Michael McFarland
I would like to offer the following response to Mr. Truitt.
I appreciate Mr. Truitt's insights about how good engineering practice could have prevented some of the difficult ethical choices that arose in the case. I would agree that both the manager and the engineer failed to live up to their professional obligations. This is a very helpful contribution to the understanding of the case and the issues it raises.
It was never my intent to let either of the principal agents "off the hook" in my analysis of the Occidental Engineering case. I am sorry if I gave that impression. I think the analysis gave a clear account of how they violated important ethical norms.
In the last part of the analysis that Mr. Tuitt objected to, I was asking the reader to go beyond the more familiar account of personal responsibility, which I agree is of the greatest importance, and look at more subtle issues of institutional responsibility. It is not an either/or situation. The fact that a third party contributed to a moral lapse does not excuse the person who committed that lapse. To use a rather extreme analogy, if a drunk driver kills a child, to say that the party host who allowed the obviously intoxicated person to drive home bears some responsibility does not in any way excuse what the driver did or shield the driver from responsibility for the consequences. It rather recognizes an additional truth that the host also bears some responsibility for the harm done.
This can apply to institutional structures as well. The structural context within which people operate strongly influences their moral behavior. That is the reality. Good laws, for example, make for a good society, both because they discourage harmful behavior and because they create less of a penalty for those trying to do what is right. It is the same way with the rules, norms, expectations and rewards built into corporate and professional structures.

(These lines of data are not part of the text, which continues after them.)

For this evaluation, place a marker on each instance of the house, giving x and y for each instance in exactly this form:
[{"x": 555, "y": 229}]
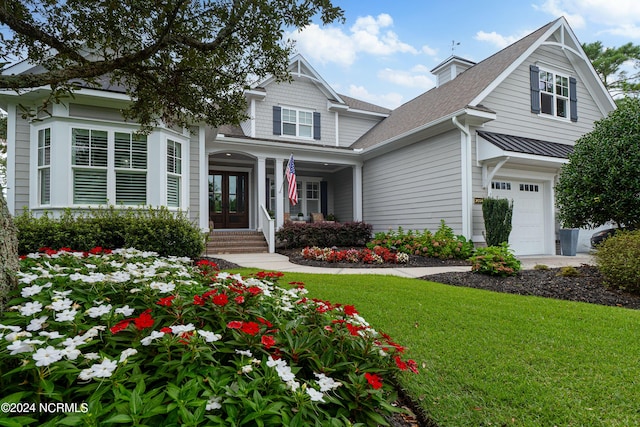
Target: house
[{"x": 502, "y": 128}]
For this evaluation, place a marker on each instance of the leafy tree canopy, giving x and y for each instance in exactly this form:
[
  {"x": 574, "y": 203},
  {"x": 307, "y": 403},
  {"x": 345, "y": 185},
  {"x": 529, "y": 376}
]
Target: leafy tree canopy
[
  {"x": 608, "y": 63},
  {"x": 601, "y": 181},
  {"x": 181, "y": 61}
]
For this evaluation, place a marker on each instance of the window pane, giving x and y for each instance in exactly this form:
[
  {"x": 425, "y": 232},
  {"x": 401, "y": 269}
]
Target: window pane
[
  {"x": 131, "y": 188},
  {"x": 89, "y": 186}
]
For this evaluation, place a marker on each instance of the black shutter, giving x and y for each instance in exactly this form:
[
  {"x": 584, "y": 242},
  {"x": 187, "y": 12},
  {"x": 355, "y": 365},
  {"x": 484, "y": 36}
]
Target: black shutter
[
  {"x": 277, "y": 120},
  {"x": 573, "y": 99},
  {"x": 316, "y": 125},
  {"x": 324, "y": 201},
  {"x": 534, "y": 75}
]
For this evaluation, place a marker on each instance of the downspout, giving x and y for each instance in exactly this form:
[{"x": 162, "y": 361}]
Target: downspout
[{"x": 465, "y": 150}]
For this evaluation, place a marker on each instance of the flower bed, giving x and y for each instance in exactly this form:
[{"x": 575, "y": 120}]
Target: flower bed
[
  {"x": 376, "y": 255},
  {"x": 130, "y": 337}
]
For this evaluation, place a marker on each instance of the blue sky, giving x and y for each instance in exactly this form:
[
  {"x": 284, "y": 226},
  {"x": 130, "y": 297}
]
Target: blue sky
[{"x": 384, "y": 51}]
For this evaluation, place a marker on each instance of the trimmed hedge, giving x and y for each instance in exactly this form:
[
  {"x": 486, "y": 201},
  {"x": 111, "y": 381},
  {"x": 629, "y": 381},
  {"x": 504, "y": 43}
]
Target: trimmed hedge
[
  {"x": 150, "y": 229},
  {"x": 324, "y": 234}
]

It is important to recognize this especially in cases where we have some responsibility for shaping those structures, as engineers and managers often do. The issue is not one of blame, but of responsibility. We certainly have responsibility for following ethical norms in our individual behavior. Mr. Truitt is quite correct about that. But in addition we also have a shared responsibility for building an environment that facilitates ethical behavior on everyone's part. Ultimately that can have an even greater impact in making a better society for all of us.
It seems Mr. Truitt also objects to the non-judgmental approach I have taken in general. That was a pedagogical judgment I made. In the case and its analysis, my purpose was not to judge myself who was right and who was wrong, but to give the readers some principles and methods, some tools we might say, for making those judgments themselves. I also wanted to illustrate the complexity and subtlety of some of the issues involved. None of this is to say that we should not make moral judgments. We must. The purpose is to help us make them in a more thoughtful and nuanced manner, to understand why and how we make them, and to be able to communicate them more persuasively. All of that is very important in the complex social and institutional environments in which most engineers must function.
This text is a reply to Duane J. Truitt - A Practitioner's Response to "Occidental Engineering"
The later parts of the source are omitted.